On Friday 28 February, the Supreme Court of Norway unanimously upheld the 2019 decision of the Oslo Court of Appeals obliging DNB ASA, Norway's largest financial services group, to pay back the equivalent of € 34 million to nearly 180,000 individual savers
In a landmark case for European savers, the Norwegian banking group’s asset management arm was found guilty of closet indexing, referring to the practice of fund managers claiming to manage portfolios actively when in reality the fund is managed passively and stays close to a benchmark. Managers of such falsely active funds charge fees for active management whilst in reality they merely track their mainstream benchmarks, a much cheaper service to provide.

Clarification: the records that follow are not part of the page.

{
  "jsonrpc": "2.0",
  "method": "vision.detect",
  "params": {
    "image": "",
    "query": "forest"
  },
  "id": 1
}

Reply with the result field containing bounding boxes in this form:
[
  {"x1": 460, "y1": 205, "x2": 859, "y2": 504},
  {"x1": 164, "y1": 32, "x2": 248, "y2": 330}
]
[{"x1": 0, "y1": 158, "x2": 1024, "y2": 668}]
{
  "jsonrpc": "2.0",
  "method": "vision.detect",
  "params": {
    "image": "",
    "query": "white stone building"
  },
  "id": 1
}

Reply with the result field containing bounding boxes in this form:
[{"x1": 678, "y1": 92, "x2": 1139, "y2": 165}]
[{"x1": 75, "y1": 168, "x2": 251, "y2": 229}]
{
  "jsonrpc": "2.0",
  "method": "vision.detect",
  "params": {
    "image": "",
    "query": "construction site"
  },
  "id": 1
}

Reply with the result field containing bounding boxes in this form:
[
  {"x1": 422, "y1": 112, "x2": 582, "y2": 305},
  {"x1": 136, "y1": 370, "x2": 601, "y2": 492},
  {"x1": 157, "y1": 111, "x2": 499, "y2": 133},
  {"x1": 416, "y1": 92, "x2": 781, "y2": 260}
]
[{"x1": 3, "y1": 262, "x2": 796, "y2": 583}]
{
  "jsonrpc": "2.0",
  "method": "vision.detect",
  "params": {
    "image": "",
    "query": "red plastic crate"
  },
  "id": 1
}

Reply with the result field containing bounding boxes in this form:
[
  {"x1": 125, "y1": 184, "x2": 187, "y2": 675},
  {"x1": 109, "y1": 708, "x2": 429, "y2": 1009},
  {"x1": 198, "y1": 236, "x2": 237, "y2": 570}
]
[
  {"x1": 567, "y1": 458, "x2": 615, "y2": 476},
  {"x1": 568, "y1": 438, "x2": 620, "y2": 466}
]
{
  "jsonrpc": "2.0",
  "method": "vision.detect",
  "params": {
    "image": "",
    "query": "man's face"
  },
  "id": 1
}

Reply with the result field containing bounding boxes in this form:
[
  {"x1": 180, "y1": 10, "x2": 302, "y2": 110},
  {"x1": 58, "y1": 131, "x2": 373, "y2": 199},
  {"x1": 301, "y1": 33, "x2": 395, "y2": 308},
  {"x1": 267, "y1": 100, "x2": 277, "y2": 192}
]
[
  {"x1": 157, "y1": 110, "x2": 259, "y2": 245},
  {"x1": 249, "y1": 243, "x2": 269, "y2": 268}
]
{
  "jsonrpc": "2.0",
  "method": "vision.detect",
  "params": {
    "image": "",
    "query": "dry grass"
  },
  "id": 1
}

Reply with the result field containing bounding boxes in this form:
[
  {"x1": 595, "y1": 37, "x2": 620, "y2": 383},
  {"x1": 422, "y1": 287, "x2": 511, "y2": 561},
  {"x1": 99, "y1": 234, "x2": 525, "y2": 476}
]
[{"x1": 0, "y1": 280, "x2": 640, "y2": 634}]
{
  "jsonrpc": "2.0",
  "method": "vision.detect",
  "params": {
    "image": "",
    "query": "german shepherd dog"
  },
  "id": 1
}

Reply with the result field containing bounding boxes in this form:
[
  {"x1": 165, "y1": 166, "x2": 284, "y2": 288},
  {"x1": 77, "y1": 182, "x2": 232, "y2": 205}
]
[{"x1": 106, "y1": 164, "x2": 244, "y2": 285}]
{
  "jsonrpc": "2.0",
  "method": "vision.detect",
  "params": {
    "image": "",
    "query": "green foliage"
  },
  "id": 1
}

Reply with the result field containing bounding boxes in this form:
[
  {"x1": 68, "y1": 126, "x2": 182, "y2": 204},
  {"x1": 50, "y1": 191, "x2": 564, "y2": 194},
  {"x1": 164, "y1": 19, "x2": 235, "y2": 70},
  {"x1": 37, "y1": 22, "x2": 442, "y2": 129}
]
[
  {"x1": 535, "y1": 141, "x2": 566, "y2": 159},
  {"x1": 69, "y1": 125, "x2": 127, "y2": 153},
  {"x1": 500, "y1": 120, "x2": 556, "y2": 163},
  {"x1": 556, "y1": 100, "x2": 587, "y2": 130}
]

Apart from the Financial Conduct Authority (FCA) - the financial regulatory body in the United Kingdom - National Supervisors of the main EU fund domiciles where BETTER FINANCE found most evidence of suspicious funds have so far failed to take any meaningful action to protect investors against this practice.
BETTER FINANCE is particularly pleased with this result in light of its ongoing uphill campaign advocating for an effective EU-wide collective redress mechanism for all financial services users such as savers, retail investors, life insurance policy holders, pension fund participants, small and individual shareholders or employee shareholders, that would ensure that all EU citizens as savers and investors have access to recourse.
The case also sets a record, considering the vast number of participants, and precedent, in that the practice of closet indexing, due to a lack of a legal and measurable definition, is particularly difficult to demonstrate.
BETTER FINANCE also feels encouraged by the statement from the NCC stating that the case has implications beyond the specific claim against DNB, giving “reason to expect that other banks and fund management companies [also in other countries], that have made similar mistakes now will clean up on their own initiative”.